I think it’s the best of them, and it’s wonderful because it reveals what I think is the essential Bond. The film Bond is very, very different from the character that Ian Fleming invented. The real character was unknowable. There’s something rather creepy and peculiar about the original James Bond and you get that in buckets in Casino Royale. He’s a tough man and he’s absolutely ruthless. He’s a rather distant character and when Vesper commits suicide at the end, he feels nothing. He says: ‘The bitch is dead.’

“There’s something rather creepy and peculiar about the original James Bond and you get that in buckets in Casino Royale. He’s a tough man and he’s absolutely ruthless. ”
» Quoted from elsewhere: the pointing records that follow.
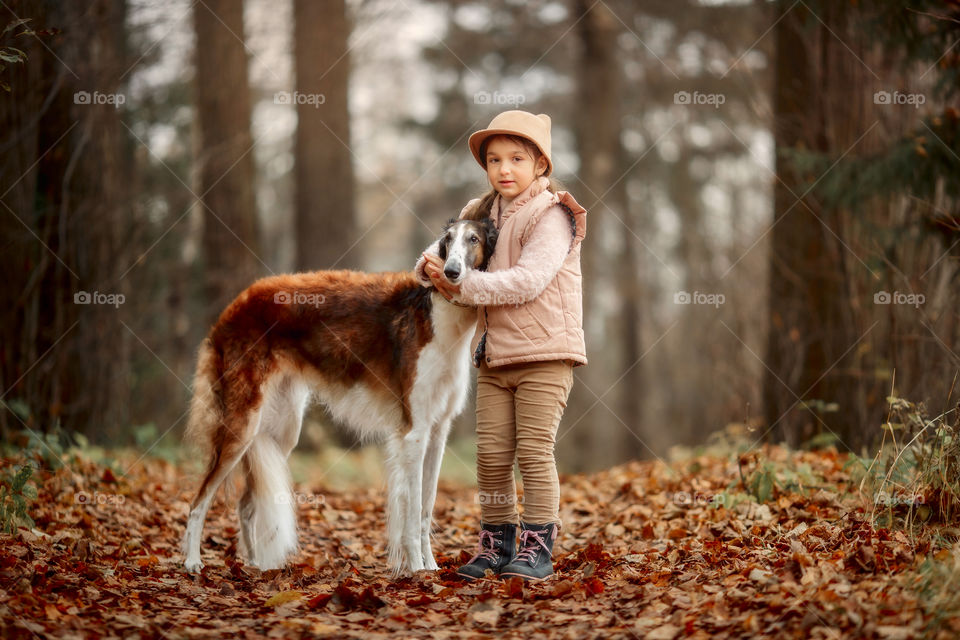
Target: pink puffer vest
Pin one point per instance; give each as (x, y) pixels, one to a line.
(549, 327)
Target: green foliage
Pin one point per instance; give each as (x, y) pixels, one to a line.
(15, 493)
(922, 31)
(10, 54)
(915, 477)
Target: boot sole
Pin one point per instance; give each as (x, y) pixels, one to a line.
(526, 577)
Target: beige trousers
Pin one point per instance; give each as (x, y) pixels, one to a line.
(518, 411)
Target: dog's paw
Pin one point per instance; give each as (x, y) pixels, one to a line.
(193, 566)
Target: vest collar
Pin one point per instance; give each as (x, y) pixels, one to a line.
(500, 215)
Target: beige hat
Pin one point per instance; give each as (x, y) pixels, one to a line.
(536, 129)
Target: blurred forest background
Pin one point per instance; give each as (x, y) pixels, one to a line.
(772, 188)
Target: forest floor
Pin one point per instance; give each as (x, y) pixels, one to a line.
(647, 550)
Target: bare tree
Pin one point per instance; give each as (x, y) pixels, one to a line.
(598, 129)
(226, 169)
(65, 208)
(325, 211)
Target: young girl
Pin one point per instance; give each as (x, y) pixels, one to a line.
(529, 337)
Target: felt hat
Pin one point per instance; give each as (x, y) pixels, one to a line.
(535, 128)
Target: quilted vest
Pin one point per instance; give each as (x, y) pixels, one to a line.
(549, 327)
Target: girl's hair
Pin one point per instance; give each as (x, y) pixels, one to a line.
(482, 208)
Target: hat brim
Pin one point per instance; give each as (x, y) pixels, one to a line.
(477, 139)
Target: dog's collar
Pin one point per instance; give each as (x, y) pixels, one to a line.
(453, 302)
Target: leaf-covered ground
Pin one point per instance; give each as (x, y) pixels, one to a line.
(644, 553)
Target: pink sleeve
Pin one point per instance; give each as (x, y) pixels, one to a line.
(540, 260)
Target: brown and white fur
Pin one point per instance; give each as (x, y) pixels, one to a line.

It was 1953 and it was very remarkable for the time, because Bond was so cruel. He’s horribly tortured in the book and there are some very grim moments in it. But I also think it’s Fleming’s best writing. It wings along – it’s very hard to stop reading. It’s also brilliant at place. He manages to summon up the smoky stench of a casino in a way that no one else has ever managed to do. And it was incredibly glamorous. Here was Britain emerging from the depredations of war in a time of great austerity and here was a character on an apparently limitless expense account, having guilt-free sex and ordering dry martinis in the most glamorous places. It was a wonderful bit of escapism for the time. It’s a tour de force and by far his best novel.

Now all these books are about British spies. Is there an equivalent catalogue of great American spy books?

I don’t think the Americans do it nearly as well as we do. Yes, there are lots, but they’re all fairly derivative and I don’t think they have the same psychological depth. The British are particularly good not just at spying but at writing about spying. I think it’s to do with the natural theatricality of the British character and also a public-school system that for many generations encouraged a covering-up of what you really felt and thought. Hidden homosexuality, hidden feelings about loneliness. The British class system encouraged a certain amount of subterfuge.

I think there’s an imaginative flair too. If you look at Iraq and Afghanistan, most of the more elaborate ruses that have been pulled off are British. Nobody does it better.